His listing on that register expired in 2008. That was the same year Townshend and The Who were lauded by then-President George W. Bush at the Kennedy Center Honors. But for Kevin Gillick, president of Protect Our Children, Inc., a child protective charity in Brevard county, Fla., Townshend's penance and endorsement isn't enough.

"The NFL shouldn't have picked him in the first place," Gillick told ABCNews.com. "The damage was done when they picked him. And apparently, they didn't even consider this."

Gillick dismissed Townshend's excuse for accessing child porn and questioned his motives.

"[Research] is one of the most common excuses given by people who visit kiddie porn sites," he said. "These sites are most often visited by people who have a sexual attraction to children, just like people who go to grocery stores most often do so to get food. And of course, he paid for this, so he supported the industry when he did that. When you pay for child porn, you place an order for its next victim. I'm sure Mr. Townshend is intelligent enough to understand that."

He pointed out that even after Scotland Yard cautioned Townshend, the rocker got into further trouble. In 2006, Townshend published a story on his Web site called "The Comedian," which graphically described sex between a 16-year-old boy and girl. Townshend removed the story after children's charities in the U.K. expressed outrage, and apologized with a statement on his site: "I'm afraid I have had to end this Blog. I'm so sorry for those of you who were beginning to enjoy it, but it has upset certain people, and I sincerely do not wish to offend anyone."

Gillick's organization has distributed hundreds of flyers around Miami's Sun Life Stadium protesting Townshend's participation in the Super Bowl.

Protect Our Children joins another organization, Child AbuseWatch, in condemning the NFL for this year's choice of half-time performers. Child AbuseWatch President Evin Daly published an open letter to the NFL in early December, writing, "Inviting Townsend to play is a blatant disregard to the values of American families and a slap in the face to victims of child sexual abuse."

Protect Our Children has distributed 1,500 of these flyers throughout Miami.

Daly added, "Even someone looking for a job as a groundskeeper at Land Shark Stadium wouldn't get hired with a sex offender status in his past -- why then does Townshend?"

Super Bowl Already Stirring Controversy

But the NFL isn't budging.

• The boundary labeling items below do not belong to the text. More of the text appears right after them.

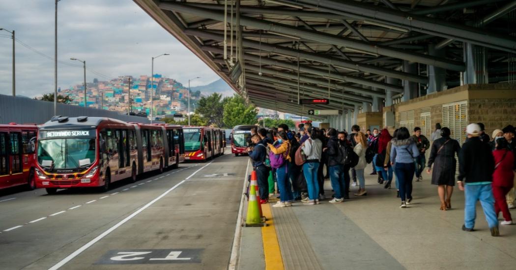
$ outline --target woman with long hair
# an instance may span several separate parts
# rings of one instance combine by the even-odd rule
[[[288,155],[291,147],[290,141],[285,131],[281,131],[278,132],[278,140],[275,141],[273,144],[268,144],[270,151],[276,155],[282,155],[284,160],[283,164],[276,169],[276,179],[278,181],[278,189],[280,191],[280,201],[272,207],[292,206],[294,197],[292,194],[292,187],[288,180],[288,172],[287,171],[288,163],[292,160],[291,156]]]
[[[415,168],[414,158],[420,154],[417,146],[411,137],[407,128],[398,130],[396,137],[393,139],[391,149],[391,165],[395,165],[394,171],[399,181],[399,196],[401,198],[400,207],[405,208],[412,200],[412,179]]]
[[[355,196],[364,196],[367,195],[365,191],[365,178],[364,177],[364,170],[367,166],[365,160],[365,152],[367,149],[367,138],[365,134],[359,132],[355,137],[357,145],[353,148],[353,151],[358,156],[358,163],[354,167],[357,173],[357,179],[360,186],[358,192],[355,193]]]
[[[437,191],[441,199],[441,210],[446,211],[452,208],[452,194],[455,185],[455,172],[460,146],[459,142],[450,138],[450,129],[444,127],[441,130],[441,138],[432,143],[428,158],[428,168],[432,170],[432,184],[438,185]],[[432,169],[432,165],[433,168]]]

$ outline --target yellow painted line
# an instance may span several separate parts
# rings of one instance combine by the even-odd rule
[[[265,270],[283,270],[283,259],[281,257],[280,243],[278,242],[276,229],[274,227],[270,204],[262,205],[263,215],[267,217],[267,226],[262,227],[263,251],[265,256]]]

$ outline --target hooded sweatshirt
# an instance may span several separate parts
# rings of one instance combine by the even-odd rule
[[[418,156],[419,150],[412,137],[404,140],[392,139],[391,160],[395,163],[413,163],[414,158]]]

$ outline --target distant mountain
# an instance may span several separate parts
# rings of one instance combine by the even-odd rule
[[[200,91],[202,95],[209,96],[214,93],[222,94],[223,97],[231,97],[235,94],[235,91],[222,79],[206,84],[191,87],[191,92]]]

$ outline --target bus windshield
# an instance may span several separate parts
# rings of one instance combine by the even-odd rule
[[[49,171],[84,169],[95,161],[95,145],[93,138],[40,140],[38,162]]]
[[[201,149],[201,130],[184,129],[185,151],[197,151]]]
[[[235,146],[249,146],[250,137],[250,130],[235,130],[233,134],[233,144]]]

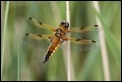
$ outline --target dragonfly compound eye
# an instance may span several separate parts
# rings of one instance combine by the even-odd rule
[[[66,21],[61,22],[61,26],[62,26],[62,25],[64,25],[65,28],[68,28],[68,27],[69,27],[69,23],[66,22]]]

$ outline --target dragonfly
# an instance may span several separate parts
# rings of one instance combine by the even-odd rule
[[[30,22],[31,24],[35,25],[36,27],[40,29],[46,29],[49,31],[52,31],[53,34],[47,34],[47,35],[41,35],[41,34],[32,34],[32,33],[26,33],[25,35],[27,37],[31,37],[35,40],[42,40],[42,39],[49,39],[51,44],[46,52],[46,55],[44,56],[43,63],[47,62],[51,57],[52,54],[57,50],[57,48],[64,42],[64,41],[71,41],[72,43],[76,45],[80,45],[83,48],[89,47],[90,45],[94,45],[96,43],[95,40],[87,39],[87,38],[73,38],[68,37],[67,34],[71,32],[78,32],[78,33],[88,33],[91,31],[99,31],[99,25],[92,25],[87,27],[79,27],[79,28],[71,28],[69,30],[69,23],[67,21],[63,21],[59,24],[58,28],[55,28],[52,25],[40,22],[35,20],[34,18],[27,18],[27,22]]]

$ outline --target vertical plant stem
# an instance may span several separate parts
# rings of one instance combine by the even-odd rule
[[[70,11],[69,1],[66,1],[66,21],[69,22],[70,29]],[[70,37],[70,34],[68,35]],[[67,43],[67,80],[71,81],[71,56],[70,56],[70,41]]]
[[[5,18],[4,18],[4,26],[3,26],[3,37],[2,37],[2,57],[1,57],[1,79],[3,73],[3,61],[5,55],[5,42],[6,42],[6,28],[7,28],[7,19],[8,19],[8,11],[9,11],[9,1],[6,2],[6,10],[5,10]]]
[[[98,1],[93,1],[93,6],[100,13]],[[99,18],[96,16],[97,23],[102,26]],[[104,30],[99,33],[99,41],[100,41],[100,49],[101,49],[101,56],[102,56],[102,63],[103,63],[103,72],[104,72],[104,79],[105,81],[110,81],[110,70],[109,70],[109,63],[106,51],[106,43],[104,38]]]
[[[17,49],[18,49],[18,57],[17,57],[17,81],[19,81],[19,41],[18,41],[18,46],[17,46]]]

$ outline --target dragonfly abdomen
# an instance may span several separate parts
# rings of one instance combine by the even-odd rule
[[[52,42],[52,44],[50,45],[48,52],[46,53],[43,63],[45,63],[46,61],[48,61],[52,54],[55,52],[55,50],[57,49],[57,47],[59,46],[59,41],[56,42]]]

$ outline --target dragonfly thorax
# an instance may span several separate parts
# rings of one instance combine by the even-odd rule
[[[55,36],[58,37],[58,38],[62,38],[62,34],[61,33],[55,33]]]

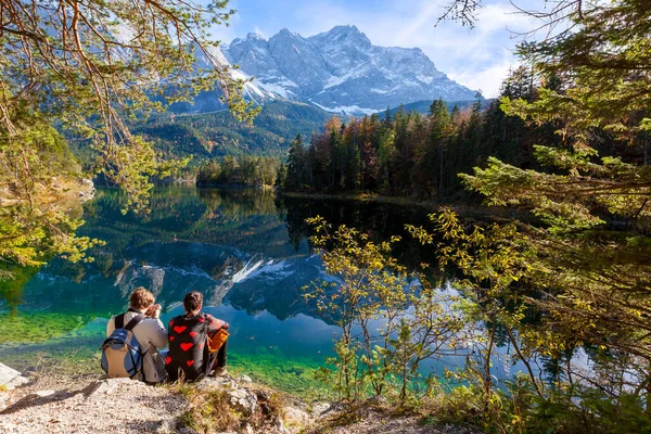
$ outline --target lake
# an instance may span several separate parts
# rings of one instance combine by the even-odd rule
[[[81,235],[105,241],[92,263],[58,258],[20,270],[0,283],[0,362],[16,369],[95,371],[107,319],[123,312],[137,286],[163,305],[163,322],[182,312],[191,290],[204,293],[205,311],[230,323],[229,369],[289,392],[316,387],[312,372],[332,354],[336,327],[303,298],[324,277],[310,252],[305,218],[358,227],[375,239],[406,235],[404,225],[426,222],[418,207],[285,199],[254,189],[161,187],[149,215],[123,215],[124,195],[99,189],[85,205]],[[401,242],[395,254],[409,265],[423,252]],[[455,366],[456,358],[425,370]],[[509,375],[498,366],[496,374]]]

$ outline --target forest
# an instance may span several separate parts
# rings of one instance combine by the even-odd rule
[[[196,174],[196,184],[270,187],[276,182],[280,166],[280,158],[227,155],[201,165]]]
[[[561,123],[535,124],[507,115],[501,102],[536,101],[540,87],[535,82],[531,71],[520,67],[505,81],[499,98],[485,107],[477,99],[470,107],[449,110],[438,100],[427,115],[400,106],[348,122],[332,117],[322,131],[292,141],[284,191],[468,200],[458,174],[486,167],[489,157],[522,169],[545,170],[535,145],[564,146],[556,133]],[[559,78],[552,78],[545,89],[562,87]],[[646,164],[647,136],[630,145],[603,128],[592,128],[588,140],[599,155]]]

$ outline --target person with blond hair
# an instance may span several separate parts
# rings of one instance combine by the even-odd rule
[[[146,383],[158,383],[167,376],[165,360],[158,353],[158,348],[164,348],[167,345],[167,331],[161,322],[161,305],[155,304],[155,301],[154,294],[150,291],[142,286],[137,288],[129,296],[129,309],[108,320],[106,324],[107,341],[114,336],[119,339],[119,333],[124,331],[125,336],[128,335],[129,339],[137,341],[137,357],[141,357],[141,360],[136,363],[139,369],[136,372],[127,370],[127,375],[124,367],[115,361],[115,355],[120,357],[122,354],[124,359],[129,357],[132,359],[131,355],[127,353],[129,350],[133,352],[136,345],[124,345],[124,348],[119,348],[119,345],[117,345],[119,352],[114,350],[106,361],[108,376],[130,376]],[[108,347],[106,343],[104,346]],[[113,345],[113,347],[115,348],[116,345]],[[110,352],[111,348],[108,347],[106,353]],[[113,357],[113,360],[111,360],[111,357]]]

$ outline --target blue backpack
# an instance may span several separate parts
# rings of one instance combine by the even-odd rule
[[[102,344],[102,369],[110,379],[132,379],[142,372],[142,356],[140,344],[133,335],[133,328],[145,317],[138,314],[125,326],[125,315],[115,317],[115,330]],[[144,381],[144,372],[142,374]]]

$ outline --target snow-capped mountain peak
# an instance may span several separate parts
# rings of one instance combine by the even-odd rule
[[[356,26],[304,38],[286,28],[248,34],[222,51],[254,76],[266,98],[310,102],[331,112],[372,113],[421,100],[470,100],[470,90],[436,69],[418,48],[378,47]]]

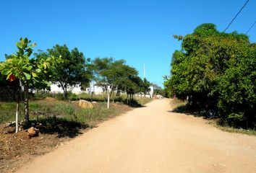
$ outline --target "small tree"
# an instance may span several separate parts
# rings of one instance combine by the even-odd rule
[[[142,85],[142,92],[144,93],[144,97],[146,97],[147,93],[150,91],[149,86],[150,83],[145,79],[143,79],[143,82]]]
[[[0,70],[7,79],[12,78],[20,80],[24,89],[25,104],[25,123],[27,125],[29,121],[28,108],[28,89],[30,85],[40,84],[49,84],[47,79],[49,77],[48,71],[54,68],[61,61],[61,57],[42,57],[38,59],[30,58],[33,53],[32,48],[35,43],[30,44],[27,38],[20,38],[16,43],[18,50],[16,53],[7,56],[7,60],[0,64]]]

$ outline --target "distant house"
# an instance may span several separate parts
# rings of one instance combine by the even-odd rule
[[[75,85],[75,86],[68,86],[67,90],[69,92],[71,92],[72,93],[74,93],[74,94],[80,94],[82,92],[83,92],[83,91],[81,90],[81,87],[79,85]],[[51,85],[51,91],[50,92],[52,93],[63,93],[63,89],[62,88],[58,85],[58,84],[52,84]]]

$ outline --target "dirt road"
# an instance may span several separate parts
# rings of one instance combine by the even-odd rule
[[[17,172],[256,172],[256,137],[171,112],[169,102],[105,122]]]

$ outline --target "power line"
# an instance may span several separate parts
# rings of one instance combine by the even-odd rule
[[[232,24],[233,21],[236,18],[236,17],[238,16],[238,14],[239,14],[239,13],[242,12],[242,10],[244,8],[244,6],[247,4],[247,3],[249,1],[249,0],[247,0],[246,1],[246,3],[244,4],[244,5],[240,9],[239,12],[238,12],[238,13],[236,14],[236,15],[234,17],[234,19],[231,20],[231,22],[229,24],[229,25],[226,27],[226,28],[224,30],[224,32],[226,32],[226,30],[228,30],[228,28],[229,27],[229,26]]]
[[[255,25],[255,24],[256,24],[256,20],[255,20],[255,22],[252,24],[252,25],[249,28],[249,30],[246,32],[245,34],[247,34],[247,33],[252,30],[252,28]]]

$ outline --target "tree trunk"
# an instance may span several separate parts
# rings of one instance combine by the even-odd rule
[[[24,109],[25,109],[25,125],[27,125],[30,120],[29,108],[28,108],[28,82],[23,82],[24,87]]]
[[[90,92],[90,102],[93,102],[93,92]]]
[[[113,93],[113,89],[111,89],[111,92],[110,92],[110,97],[111,97]],[[112,102],[114,103],[114,96],[112,96]]]
[[[20,80],[19,79],[19,82],[17,84],[17,90],[16,90],[16,102],[17,102],[17,107],[16,107],[16,113],[15,113],[15,133],[18,133],[19,131],[19,110],[20,110]]]
[[[108,91],[108,109],[109,109],[109,92]]]

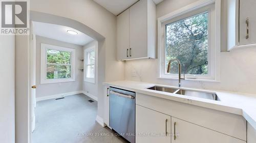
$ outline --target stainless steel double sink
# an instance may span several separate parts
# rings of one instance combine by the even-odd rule
[[[177,94],[182,95],[186,95],[193,96],[196,97],[202,98],[207,99],[210,99],[216,101],[220,101],[216,94],[205,92],[201,91],[197,91],[194,90],[178,89],[172,88],[167,88],[160,86],[154,86],[147,89],[161,91],[164,92]]]

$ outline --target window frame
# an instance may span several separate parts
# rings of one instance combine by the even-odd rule
[[[87,77],[87,67],[90,65],[93,65],[92,64],[88,64],[88,53],[90,52],[92,50],[94,50],[94,77],[90,78]],[[96,44],[92,45],[88,48],[84,49],[84,73],[83,75],[83,80],[84,81],[90,82],[92,83],[95,83],[95,78],[96,78],[96,66],[97,66],[97,51],[96,51]]]
[[[55,79],[47,79],[47,50],[52,49],[58,51],[70,52],[71,56],[71,74],[70,78],[55,78]],[[47,84],[52,83],[59,83],[66,82],[74,82],[75,81],[75,55],[76,50],[70,48],[63,47],[55,45],[41,43],[41,58],[40,58],[40,83]],[[58,65],[58,64],[57,64]],[[59,64],[61,65],[61,64]]]
[[[219,34],[219,32],[218,32],[219,27],[216,24],[218,20],[220,20],[220,19],[219,20],[218,16],[217,16],[217,12],[219,11],[217,9],[219,9],[219,7],[216,5],[219,2],[217,1],[218,1],[216,2],[209,1],[206,3],[205,2],[205,3],[203,4],[194,3],[187,7],[181,8],[158,18],[159,78],[169,79],[178,78],[178,74],[166,73],[166,25],[175,21],[196,16],[207,12],[208,14],[208,74],[185,74],[185,77],[186,80],[205,81],[218,81],[219,80],[218,58],[220,53],[220,45],[218,45],[218,40],[220,41],[220,38],[217,37]],[[182,68],[182,67],[181,68]],[[182,73],[181,74],[183,74]]]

While representatives for Townshend declined ABCNews.com's requests for comment, the organization behind the Super Bowl voiced its support for the guitarist.

"Scotland Yard looked into it; they never charged him," NFL spokesperson Brian McCarthy told ABCNews.com. "He was put on a list as a formality. That list was from 2003 to 2008. They had investigated for four months, looked at 14 computers, and never found any porn material related to minors or children. That was the extent of it."

McCarthy noted that Child AbuseWatch's Daly is the only person who has written the NFL in protest, and that Townshend has performed in the US since the child porn controversy with little to no public outcry. Indeed, Child AbuseWatch appears to be the only American organization that has repeatedly voiced concern about Townshend -- Daly and Co. also spoke out against the rocker's participation in 2008's Kennedy Center Honors.

"We know the facts of the case," McCarthy added. "We have always looked to make sure that any part of the Super Bowl, including the half time show, is suitable for a mass audience."

That half time show has come under increased scrutiny following the 2004 scandal in which Justin Timberlake inadvertently revealed Janet Jackson's nipple on national television, resulting in the FCC levying a $550,000 fine against CBS.

This year's Super Bowl has stirred up another controversy in addition to the Townshend affair: during Feb. 7's game, CBS plans to air an anti-abortion ad starring Heisman Trophy winner Tim Tebow and his mother, Pam.

Paid for by the conservative Christian group Focus on the Family, the ad tells the story of Bob and Pam Tebow, who was pregnant with their fifth child when the couple travelled to the Philippines on a missionary trip, where she suffered complications. While doctors advised her to abort the fetus, Pam Tebow refused, and on Aug. 14, 1987, gave birth to the future college football legend.